Walter and Emily Cooper family moved to Holywell sometime between 1891 and 1900. They had altogether 14 children of which three died before 1911. Walter, who had been a gentleman’s servant and coachman at Bartlow for many years, died in 1900 leaving his wife to bring up the younger children. In 1901 they were living in Holywell Rd where she was a laundress. In 1911 the address is Mill House and Harry was working as a farm labourer. His brother Hubert was invalided out and was living with his Mother and running the Manchester Arms when Harry was killed on the 18th April 1918.
He was a Lance Bombardier, number 741672, in 49th Battery, 40th Brigade, Royal Field Artillery. This battery served on the Western Front throughout the war taking part in all the main battles from Mons through the Somme, all the Battles of Ypres and the retreats and advances of 1918. The use of artillery was critical throughout the war, softening up defensive lines before the infantry attacked, giving protective creeping barrages during the attack, breaking strongly held enemy defensive positions and delaying the advancing enemy during retreats. The artillery often found themselves ahead of the infantry and didn’t spend their war many miles behind the front line in safety. When in the rear they found themselves the target of enemy artillery.
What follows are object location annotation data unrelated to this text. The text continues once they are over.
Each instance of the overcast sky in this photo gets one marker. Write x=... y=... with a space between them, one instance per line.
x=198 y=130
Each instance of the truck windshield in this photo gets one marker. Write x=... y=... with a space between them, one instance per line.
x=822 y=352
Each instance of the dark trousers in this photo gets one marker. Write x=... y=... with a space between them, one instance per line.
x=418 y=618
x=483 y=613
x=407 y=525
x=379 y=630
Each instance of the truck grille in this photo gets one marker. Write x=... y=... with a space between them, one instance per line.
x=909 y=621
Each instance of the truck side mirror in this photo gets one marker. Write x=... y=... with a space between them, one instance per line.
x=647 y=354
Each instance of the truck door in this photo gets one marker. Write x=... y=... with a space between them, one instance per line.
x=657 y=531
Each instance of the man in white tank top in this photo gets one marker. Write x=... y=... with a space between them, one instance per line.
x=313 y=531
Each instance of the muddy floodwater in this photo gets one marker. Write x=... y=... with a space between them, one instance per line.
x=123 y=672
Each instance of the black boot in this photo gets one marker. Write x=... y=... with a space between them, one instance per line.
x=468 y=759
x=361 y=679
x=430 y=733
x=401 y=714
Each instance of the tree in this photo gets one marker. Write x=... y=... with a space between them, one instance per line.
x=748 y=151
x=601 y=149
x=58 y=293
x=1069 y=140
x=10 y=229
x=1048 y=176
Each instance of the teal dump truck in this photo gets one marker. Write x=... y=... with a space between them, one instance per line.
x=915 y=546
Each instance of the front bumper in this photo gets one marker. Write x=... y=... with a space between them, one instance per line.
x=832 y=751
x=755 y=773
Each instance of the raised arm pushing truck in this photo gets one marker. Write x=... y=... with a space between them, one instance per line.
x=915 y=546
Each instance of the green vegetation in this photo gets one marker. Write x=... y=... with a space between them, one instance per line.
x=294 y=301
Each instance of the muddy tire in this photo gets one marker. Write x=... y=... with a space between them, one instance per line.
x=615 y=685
It is estimated that during the war on the Western Front the British Artillery fired approximately 188 million shells of all calibres. The total for all sides was said to be 700 million.
The activity of the British Armies during the German advance was, to say the least, fluid and spontaneous. As an example the 3rd Division, of which Harry Cooper’s brigade was a part, during the month of April alone fought actions at Estaires, Hazebrouck and Bethune collectively known as the Battle of the Lys.
From 18th April Harry Cooper’s battery was located at the Southern end of the line of German Advance near Givenchy where the enemy were still trying to push through. The line however held, at a great loss to the British, including Harry Cooper.
He died 18 Apr 1918 Age 30 (CWG Death 26/04/1918) and is buried at the Sandpits British Cemetery, Labeuvriere, near Bethune in France: grave 2, row B, plot 1 & St Ives Cross of Sacrifice. He received the Victory Medal and British War Medal.